Jetzt ist sie also eingetroffen, und obwohl sie absehbar war, fühlt sie sich jetzt doch etwas überfallmässig an, diese Pensionierung. Um diesen neuen Abschnitt zu markieren, und da sie an einem wunderschönen Montagmorgen eintraf, beschloss ich, schon mal den Napf zu besteigen. Nichts Aussergewöhnliches, ausser dass ich zum ersten Mal dort rauf ging, wo ich sonst runterkomme und darum logischerweise auch dort runter, wo ich sonst raufgehe. Überraschenderweise sah ich dabei Dinge, die ich bis anhin nie bemerkt hatte und der Weg kam mir teilweise ganz neu vor. Das hatte bei näherem Überlegen beinahe symbolischen Charakter, aber das nähere Überlegen liess ich dann bleiben, das war mir etwas unheimlich. Neu trank ich oben auch kein Glas Weisswein, das hatte aber nur was mit der Kälte zu tun und damit, dass es noch nicht mal 11.00 Uhr am Morgen war.

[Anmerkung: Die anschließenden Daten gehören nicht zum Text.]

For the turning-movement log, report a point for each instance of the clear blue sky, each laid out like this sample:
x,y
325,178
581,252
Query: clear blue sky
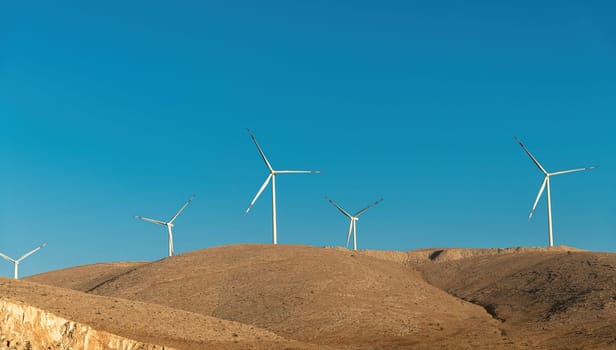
x,y
112,109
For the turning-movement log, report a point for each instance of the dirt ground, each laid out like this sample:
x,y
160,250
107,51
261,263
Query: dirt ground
x,y
518,298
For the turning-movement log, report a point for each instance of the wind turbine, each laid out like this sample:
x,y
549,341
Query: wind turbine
x,y
168,224
546,183
16,262
353,218
272,177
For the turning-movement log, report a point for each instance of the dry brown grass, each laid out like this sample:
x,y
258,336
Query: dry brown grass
x,y
431,298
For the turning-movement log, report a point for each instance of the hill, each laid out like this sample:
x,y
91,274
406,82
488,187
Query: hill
x,y
148,323
557,298
324,296
514,298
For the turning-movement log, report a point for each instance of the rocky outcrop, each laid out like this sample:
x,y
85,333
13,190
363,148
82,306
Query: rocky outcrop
x,y
26,327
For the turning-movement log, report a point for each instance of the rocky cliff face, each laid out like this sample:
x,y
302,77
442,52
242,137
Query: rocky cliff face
x,y
26,327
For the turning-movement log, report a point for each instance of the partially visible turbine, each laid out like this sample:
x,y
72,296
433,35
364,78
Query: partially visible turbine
x,y
353,218
16,262
272,177
546,183
168,224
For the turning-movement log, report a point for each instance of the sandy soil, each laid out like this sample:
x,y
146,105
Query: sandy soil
x,y
516,298
154,324
557,298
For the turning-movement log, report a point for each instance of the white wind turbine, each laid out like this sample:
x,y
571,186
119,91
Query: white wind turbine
x,y
546,183
16,262
168,224
272,177
353,218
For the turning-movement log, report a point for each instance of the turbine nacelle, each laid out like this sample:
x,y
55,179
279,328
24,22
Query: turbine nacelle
x,y
546,184
17,261
271,177
168,224
353,220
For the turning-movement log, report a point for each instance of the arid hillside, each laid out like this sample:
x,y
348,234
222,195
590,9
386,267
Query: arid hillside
x,y
325,296
557,298
148,323
516,298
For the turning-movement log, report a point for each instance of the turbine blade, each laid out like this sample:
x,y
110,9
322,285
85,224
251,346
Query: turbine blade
x,y
339,208
181,209
368,207
349,235
7,258
254,139
531,156
158,222
267,180
545,181
298,172
572,170
32,252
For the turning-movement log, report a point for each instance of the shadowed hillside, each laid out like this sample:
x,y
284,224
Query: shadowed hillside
x,y
556,298
149,323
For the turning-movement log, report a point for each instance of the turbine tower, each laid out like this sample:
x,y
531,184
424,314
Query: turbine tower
x,y
272,177
16,262
168,224
353,218
546,183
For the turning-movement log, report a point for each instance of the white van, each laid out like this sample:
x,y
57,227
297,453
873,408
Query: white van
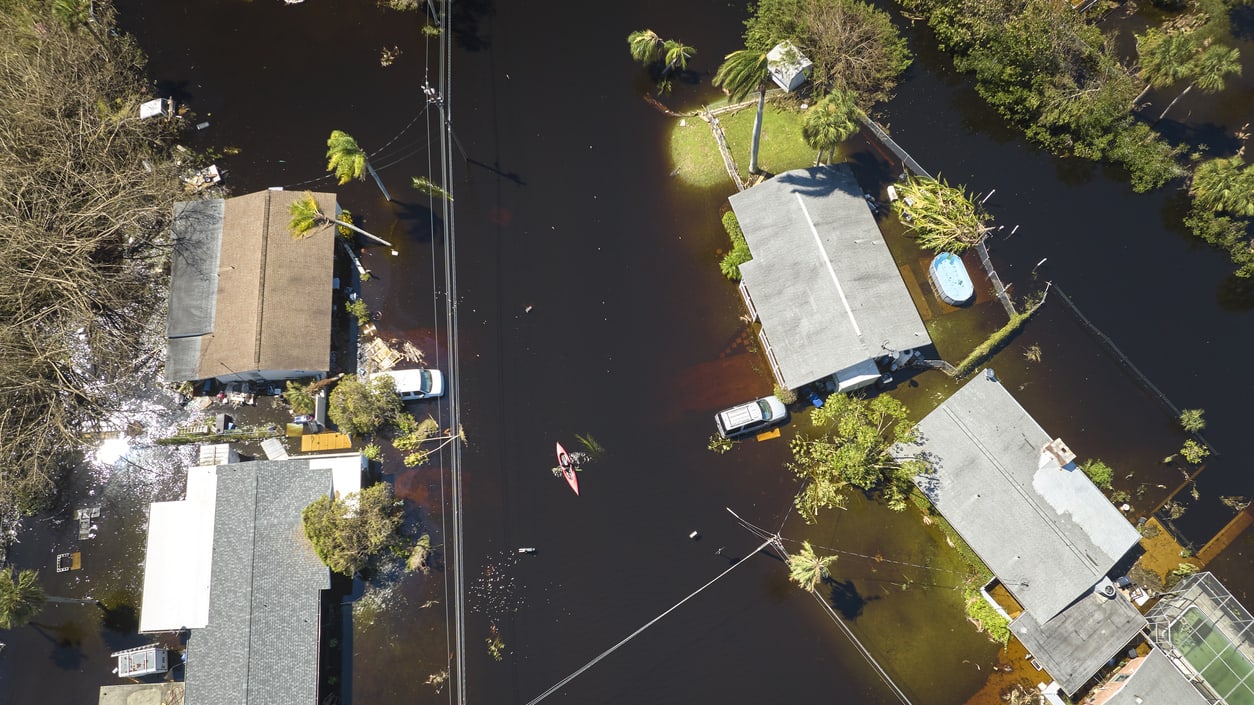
x,y
750,417
416,384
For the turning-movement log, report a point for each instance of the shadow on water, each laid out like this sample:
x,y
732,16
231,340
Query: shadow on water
x,y
415,221
1235,294
1242,21
495,169
1209,138
467,21
845,597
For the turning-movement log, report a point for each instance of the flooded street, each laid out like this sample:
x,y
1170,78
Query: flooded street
x,y
591,305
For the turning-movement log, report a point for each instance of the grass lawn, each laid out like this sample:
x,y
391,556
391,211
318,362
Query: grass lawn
x,y
695,152
781,148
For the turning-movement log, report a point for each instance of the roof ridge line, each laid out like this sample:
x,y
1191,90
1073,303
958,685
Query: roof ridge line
x,y
261,281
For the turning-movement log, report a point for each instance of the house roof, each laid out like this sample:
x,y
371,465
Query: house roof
x,y
1043,530
823,282
245,295
1158,683
1077,641
263,602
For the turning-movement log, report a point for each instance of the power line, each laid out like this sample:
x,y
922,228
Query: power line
x,y
635,634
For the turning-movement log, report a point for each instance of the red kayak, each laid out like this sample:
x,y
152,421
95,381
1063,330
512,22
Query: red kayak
x,y
567,466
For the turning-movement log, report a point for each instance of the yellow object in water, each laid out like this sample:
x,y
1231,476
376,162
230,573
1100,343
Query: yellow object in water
x,y
316,442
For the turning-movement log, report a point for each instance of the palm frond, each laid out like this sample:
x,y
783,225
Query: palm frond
x,y
742,73
306,216
645,45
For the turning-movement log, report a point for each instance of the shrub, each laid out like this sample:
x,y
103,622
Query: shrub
x,y
1194,452
720,444
1191,420
1099,472
739,254
1150,161
986,617
785,395
299,397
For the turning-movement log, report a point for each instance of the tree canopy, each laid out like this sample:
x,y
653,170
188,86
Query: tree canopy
x,y
852,452
349,532
360,407
1052,74
344,157
806,568
829,122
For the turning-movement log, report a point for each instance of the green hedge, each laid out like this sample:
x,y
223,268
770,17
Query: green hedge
x,y
739,254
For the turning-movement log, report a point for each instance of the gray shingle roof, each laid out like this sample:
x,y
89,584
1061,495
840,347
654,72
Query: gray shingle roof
x,y
265,602
1156,683
824,285
1046,532
1076,642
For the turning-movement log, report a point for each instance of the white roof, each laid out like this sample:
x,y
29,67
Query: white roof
x,y
345,471
179,553
177,568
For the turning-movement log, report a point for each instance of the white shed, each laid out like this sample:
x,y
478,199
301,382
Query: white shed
x,y
788,65
142,661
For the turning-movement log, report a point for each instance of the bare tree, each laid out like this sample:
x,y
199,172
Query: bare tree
x,y
85,197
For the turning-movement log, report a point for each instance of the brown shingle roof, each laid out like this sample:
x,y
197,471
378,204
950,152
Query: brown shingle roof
x,y
273,299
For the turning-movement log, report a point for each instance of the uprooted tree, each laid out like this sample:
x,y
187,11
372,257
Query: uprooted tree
x,y
853,452
347,532
87,192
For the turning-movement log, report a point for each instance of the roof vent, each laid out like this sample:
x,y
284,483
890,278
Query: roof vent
x,y
1060,452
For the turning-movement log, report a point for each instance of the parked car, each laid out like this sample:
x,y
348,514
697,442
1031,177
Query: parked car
x,y
416,384
750,417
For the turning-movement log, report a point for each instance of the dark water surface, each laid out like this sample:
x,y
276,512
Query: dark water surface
x,y
591,304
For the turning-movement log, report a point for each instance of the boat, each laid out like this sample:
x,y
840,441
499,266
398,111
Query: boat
x,y
567,466
949,279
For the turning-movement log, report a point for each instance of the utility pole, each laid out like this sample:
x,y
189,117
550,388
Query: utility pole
x,y
434,98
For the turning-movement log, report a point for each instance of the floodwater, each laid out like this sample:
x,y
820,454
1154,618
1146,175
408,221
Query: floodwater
x,y
591,304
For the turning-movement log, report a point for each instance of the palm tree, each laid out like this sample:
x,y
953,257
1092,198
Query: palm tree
x,y
645,45
349,161
307,216
647,48
676,55
1209,70
806,568
21,597
829,122
1224,185
75,14
740,74
1165,58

Wobei mich 11.00 Uhr am Morgen vier Tage später in Sion nicht dran hinderte, ein Glas Weisswein zu trinken. Ich war hingefahren, um eine Ausstellung zu besuchen von Alban Allegro, welcher damals beim Austausch „Martigny-Sursee“ im Somehuus ausgestellt hatte. Seither hängt ein Bild von ihm in meiner Wohnung. Die Dame in der Galerie erklärte mir innerhalb 10 Minuten zwei Mal genau dasselbe – ob‘s an ihrem Alter gelegen hatte oder an meinem? Das Glas Wein trank ich danach am Wochenmarkt zusammen mit halb Sion, welches sich an schönen Freitagen über den Mittag scheinbar traditionellerweise ein Apéro gönnt. Trauben von Menschen – Studenten, Geschäftsleute, Hunde- und Kinderhalter, Hausfrauen und ja, auch Rentner – scharten sich um jeden Stand, jeden Laden, jede kleinste Stelle, welche Wein ausschenkte und prosteten sich zu. Also stellte ich mich ebenfalls an und prostete mir selber zu, das fühlte sich ganz gut an. Im herrlichen Herbstlicht duellierten sich in den Gassen die Gerüche der Paella, des Raclettes und der gegrillten Hähnchen, man grüsste sich und tauschte allerlei Banalitäten aus, wobei französische Banalitäten etwas sehr Charmantes haben, vor allem nach einem Glas Dôle Blanche in halbleerem Magen. Eine unglaublich leckere Pilzsuppe gab dann etwas Gegengewicht, ich kaufte eine saucisse à l’abricotine – die Walliser lassen ihre Abricotine gerne ein bisschen überall einfliessen – und ein original Walliserbrot. Dann stieg ich auf die Burgruine Tourbillon und hatte diese ganz für mich allein, bis eine Frau eintraf, die für ihren betagten Vater alles kommentierte, was sie sah: Schau mal, die Aussicht, schau mal, die Treppe, schau mal, da hat’s noch einen Raum, oh, schau, und eine Dame! Die Dame, das war ich und irgendwie fühlte ich mich unter ihren Augen – und wohl auch immer noch etwas unter dem Einfluss des Dôles – für ein paar Sekunden wie ein Burgfräulein, oder wohl doch eher wie eine Burgdame.
Am Markt hatten sich die Gassen mittlerweile etwas geleert, ein relativ einsam aussehender Mann hielt sich noch an seinem Glas und an der Hundeleine fest und bedachte abwechslungsweise seinen Hund mit einem Leckerli und sich selber mit einem Schluck Wein. Wenig später sass ich im Zug zurück, nein, nicht zu Pendlerzeiten, das hatte ich meiner pendelnden Tochter versprechen müssen.
Ein ganz gelungener Einstieg eigentlich, aber beim Gedanken, dass mein Leben jetzt praktisch nur noch aus dem besteht, was man früher sehnlichst herbeigesehnt hatte, nämlich Ferien, überkommt mich im Moment noch ein leichtes Unbehagen!